It seems to me that it would be next to impossible to make these kinds of decisions without distancing oneself from the humanity of these people. Shutting off compassion and empathy. Refusing to see your decisions as actually affecting real people… many, many real people.

So, let’s talk about the story of the feeding of the 5,000. On the surface it looks like a nice fluffy, innocuous story about sharing food, or miraculously multiplying bread and fish (depending on how you want to look at it). But to people of that time, this was a deeply subversive story.

Why? Well, consider that Jesus drew the attention of 5,000 families, so at least 10,000 people. Who do you imagine was in that crowd? Was it only nice, upstanding Jews, all of whom kept kosher and attended to all the laws of their religion? Nope. It had to have been a huge variety of people: poor, dirty, ill, women, children, widows and widowers, foreigners, eunuchs, prostitutes, criminals, spies from the Jewish hierarchy, working and middle-class folks. The whole gamut.

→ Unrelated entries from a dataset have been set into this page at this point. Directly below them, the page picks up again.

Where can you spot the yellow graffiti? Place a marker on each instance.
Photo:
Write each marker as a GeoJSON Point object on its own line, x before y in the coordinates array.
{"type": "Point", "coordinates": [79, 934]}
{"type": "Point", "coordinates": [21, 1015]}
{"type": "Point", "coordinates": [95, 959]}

These are people who don’t normally sit together. And for the Jewish men running the show, this broke all kinds of Jewish cleanliness laws about not eating with (or talking with or touching) many of the folks present for fear of being unclean and probably being looked down upon, and losing respect from your own folks.

Jesus defied the dehumanization that the rules of his religion imposed by claiming some were more worthy than others, some clean and some unclean. With empathy and compassion Jesus brought everyone to the table essentially saying (if not in words, then in actions):  Welcome to the Resistance!! Everyone have a seat, greet your neighbor, share food and conversation. We’re all in this together. This is a vision of the Kin-dom of God.

Valerie Kaur, in her book The Sage Warrior, writes, “Throughout the world, the most effective caste systems and social hierarchies kept people apart when it came to the most intimate exchanges – living, eating, loving – and enforced those rules with brutality.  [Eating together] was embodied protest. Radical and subversive. Eating together with people of all castes and creeds meant rejecting with your body and breath adherence to hierarchy… [it] was more than a rebellion: It was a practice for an alternative world of solidarity, dignity, and humility.”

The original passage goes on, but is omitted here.